Recommendation: Accept a CancellationToken (linked to TestServerCallContext's token), pass it to firstMessage.Task.WaitAsync(timeout, token), and on timeout emit the recorded Messages count via output.WriteLine before throwing.

Re-triage: The named method WaitForFirstMessageAsync no longer exists — IntegrationTests-003's resolution renamed/replaced it with RecordingServerStreamWriter.WaitForMessageAsync(predicate, timeout), which scans recorded messages and blocks on a SemaphoreSlim. The underlying defect still held: that replacement method also took only a timeout and never observed a CancellationToken. The finding remains valid (Low, Correctness) against the renamed method; the recommendation's firstMessage.Task.WaitAsync detail is stale but the intent (thread a token, surface a count on timeout) is unchanged.
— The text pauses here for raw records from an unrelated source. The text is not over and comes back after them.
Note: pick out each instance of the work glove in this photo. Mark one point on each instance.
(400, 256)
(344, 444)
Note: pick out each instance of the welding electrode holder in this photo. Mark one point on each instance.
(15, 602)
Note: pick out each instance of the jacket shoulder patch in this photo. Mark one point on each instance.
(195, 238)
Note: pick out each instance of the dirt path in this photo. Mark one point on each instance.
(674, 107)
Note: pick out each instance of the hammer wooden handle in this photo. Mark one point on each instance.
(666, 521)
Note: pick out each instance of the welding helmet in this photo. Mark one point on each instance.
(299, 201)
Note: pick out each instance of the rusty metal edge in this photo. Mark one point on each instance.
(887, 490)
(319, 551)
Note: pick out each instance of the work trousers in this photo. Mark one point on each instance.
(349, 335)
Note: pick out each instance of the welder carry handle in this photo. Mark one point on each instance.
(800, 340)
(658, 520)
Resolution: Resolved 2026-05-18: Added an optional CancellationToken parameter to WaitForMessageAsync, linked with the existing timeout source via CancellationTokenSource.CreateLinkedTokenSource, so a per-test cancellation aborts the wait promptly. GatewaySession_WithLiveWorker_RegistersAdvisesStreamsDataAndCloses now creates a CancellationTokenSource, passes its token into the StreamEvents TestServerCallContext and into WaitForMessageAsync, so the stream call and the wait share one cancellation source. On timeout the method already throws a TimeoutException whose message includes the scanned message count, satisfying the "emit recorded count" intent (the count surfaces in the test failure rather than via a separate output.WriteLine). Verified by build; live tests not executed.